Python Zillow Scraper Code

A walkthrough of my Zillow Scraper using Beautiful Soup.

What is Beautiful Soup?

Beautiful Soup is a Python library that retrieves data out of HTML, XML, and other markup languages. If you ever had a Myspace, Tumblr, or WordPress you have probably seen or know a thing or two about HTML. It’s a markup language that helps create the structure of a webpage. When scraping information from Zillow we don’t necessarily need all the markup annotations and information so Beautiful Soup helps us extract data without all the excess information.

I created a class labeled ZillowScraper and within the class are 5 simple functions. The first function initializes the attributes for the class.

def __init__ (self, url, params, headers):
self.url = url
self.params = params
self.headers = headers

This shows us that these inputs are needed to successfully run the ZillowScraper. Once the arguments for the scraper are initialized a function is needed to pull the information.

def pull(self, url, params):
response = request.get(url, headers = self.headers, params=params)
return response

This function pulls the information using the url and params given in the arguments into a response variable. Self is a method that is used to represent the instance inside a class. Then I had the function return the response so the following function would be able to analyze it.

def analyze(self, response):

content = BeautifulSoup(response,'lxml')
#use Beautiful Soup to parse webpage.
resident_cards = content.find('ul',{'class': 'photo-cards photo-cards_wow photo-cards_short'})
for card in resident_cards.contents:
script = card.find('script', {'type':'application/ld+json'})

if script:
json_script = json.loads(script.contents[0])
self.results.append({
'price': card.find('div',{'class':'list-card-price'}).text,
'type': card.find('div',{'class':'list-card-type'}).text,
'postalcode': json_script['address']['postalCode'],
'city': json_script['address']['addressLocality'],
'url': json_script['url'],
'floorsize': json_script['floorSize']['value'],
'bedrooms': card.find_all('li')[0].text,
'bathrooms': card.find_all('li')[1].text,
'seller': card.find('div',{'class':'list-card-truncate'})
})

The analyze function just needs the response that was obtained from the pull function. Then Beautiful Soup was used to extract the text within the content. resident_cards refers to each individual property card listed on Zillow. I then created a for loop to extract data from each card. Thankfully the position of each information is in the same spot for most properties so I was able to used .find for specific information.

After the information was extracted from the text using Beautiful Soup I created a open_csv function shown below:

def open_csv(self):

with open('sandiego_zillow.csv','w') as csv_file:
writer = csv.DictWriter(csv_file, fieldnames=self.results[0].keys())
writer.writeheader()

for row in self.results:
writer.writerow(row)

This saves the extracted data into a csv named ‘sandiego_zillow.csv’. DictWriter takes the csv_file and maps the dictionaries into output rows and the field names for the header.

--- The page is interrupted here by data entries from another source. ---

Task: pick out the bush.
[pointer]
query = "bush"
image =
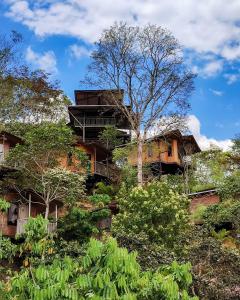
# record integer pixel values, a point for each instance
(100, 199)
(104, 272)
(80, 224)
(7, 249)
(153, 214)
(227, 212)
(230, 187)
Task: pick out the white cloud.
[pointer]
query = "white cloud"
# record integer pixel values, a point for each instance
(78, 52)
(231, 53)
(212, 68)
(231, 78)
(46, 61)
(203, 141)
(216, 92)
(204, 26)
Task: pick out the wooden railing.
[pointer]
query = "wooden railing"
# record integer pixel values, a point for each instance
(105, 170)
(94, 121)
(21, 223)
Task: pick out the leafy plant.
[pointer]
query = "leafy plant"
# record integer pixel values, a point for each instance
(7, 249)
(153, 214)
(100, 199)
(80, 224)
(197, 214)
(104, 272)
(220, 235)
(4, 205)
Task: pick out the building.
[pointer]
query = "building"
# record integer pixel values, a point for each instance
(92, 112)
(88, 118)
(166, 154)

The for loop is then created to iterate the format through every row in the results.

Lastly, a run function was created to put it all together.

def run(self,n):

for page in range(1,n):
res = self.pull(self.url, self.params)
self.analyze(res.text)
time.sleep(2)

self.open_csv()

In this run function, the input of the number of pages is needed for the current location being scraped. The for loop runs through every property on every page from 1 to the number of pages available. First, the information is pulled, then analyzed, and formatted into text. The .sleep() is used to delay the scrape to give it time. Then the results are saved into the csv.

If you would like information on how to find the arguments needed to use this scraper on Zillow you can check out my blog post here:

https://susanna-jihae-han.medium.com/scraping-zillow-using-beautiful-soup-e32e19bbd986

Once the ZillowScraper is used you can create a data frame using the extracted data using pandas.read_csv.

df = pd.read_csv('sandiego_zillow.csv')